HARMONY: Bridging the Personalization-Generalization Gap by Mitigating Representation Skew in Heterogeneous Split Federated Learning
Researchers introduce HARMONY, a hybrid split federated learning framework that enables heterogeneous mobile devices to perform personalized on-device inference while maintaining a generalized server backend for fallback support. By using meta-learning and server-side contrastive learning, HARMONY addresses the representation skew problem that occurs when diverse device architectures extract features incompatibly, achieving up to 43% accuracy improvements without compromising privacy or increasing latency.
HARMONY tackles a critical challenge in federated learning infrastructure where mobile devices with varying computational capabilities and data distributions must collaborate without centralizing raw data. The framework acknowledges a practical reality: devices need fast local inference for common tasks while retaining remote fallback capability for edge cases, balancing personalization with generalization. This dual-path approach mirrors real-world deployment constraints where privacy, latency, and accuracy compete for optimization.
The core innovation addresses representation skew—a phenomenon where different device architectures extract features that don't align in shared embedding spaces, crippling server-side inference. Traditional hybrid split federated learning assumes architectural homogeneity, breaking when devices use different model families or sizes. HARMONY's meta-learning approach simulates diverse extractors during training, enabling the server to learn robust feature alignment strategies across heterogeneous clients without accessing raw labels or raw data.
For the distributed machine learning ecosystem, this research extends federated learning's applicability to realistic device landscapes with varying specifications. Organizations deploying edge AI across diverse hardware—smartphones, IoT devices, embedded systems—can now maintain both personalized performance and system-wide reliability. The 28-43% accuracy gains suggest meaningful practical impact for production systems handling both in-distribution and out-of-distribution inference scenarios.
The framework's privacy-preserving design, avoiding raw label sharing, strengthens its regulatory appeal in jurisdictions with data protection requirements. Future work likely involves scaling HARMONY across larger device heterogeneity and exploring its integration with emerging edge computing architectures.

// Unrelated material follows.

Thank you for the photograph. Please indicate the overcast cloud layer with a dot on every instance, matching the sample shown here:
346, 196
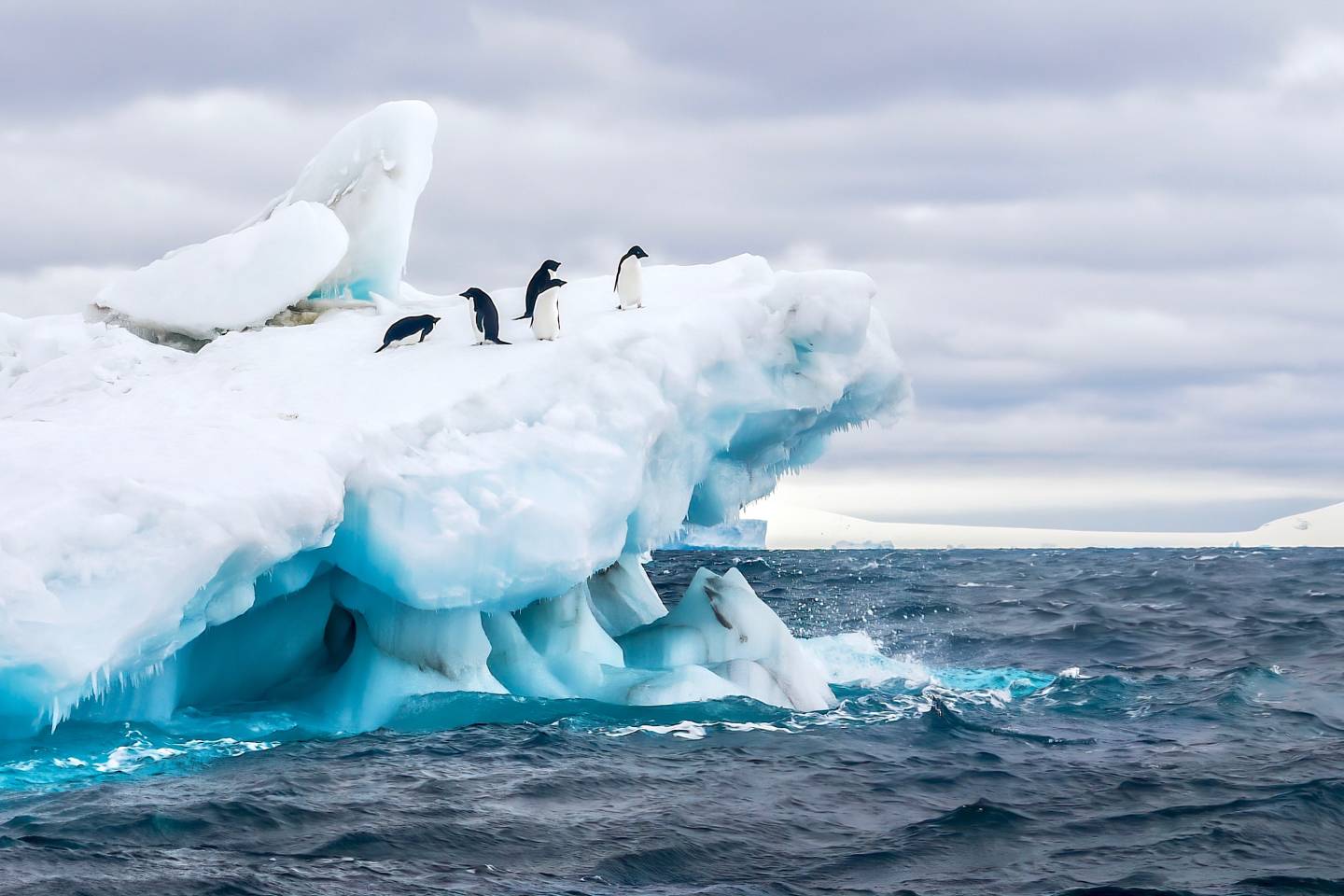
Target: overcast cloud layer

- →HARMONY solves representation skew in heterogeneous federated learning by using meta-learning to simulate diverse device architectures during training.
- →The framework achieves 43% accuracy improvement for in-distribution tasks and 28.3% for out-of-distribution tasks compared to existing methods.
- →Server-side contrastive learning aligns features from different client extractors without requiring raw data or label sharing, preserving privacy.
- →The approach balances on-device personalization with server-side generalization, maintaining acceptable latency for mobile deployment.
- →HARMONY enables practical federated learning across diverse hardware landscapes with varying computational capabilities and model architectures.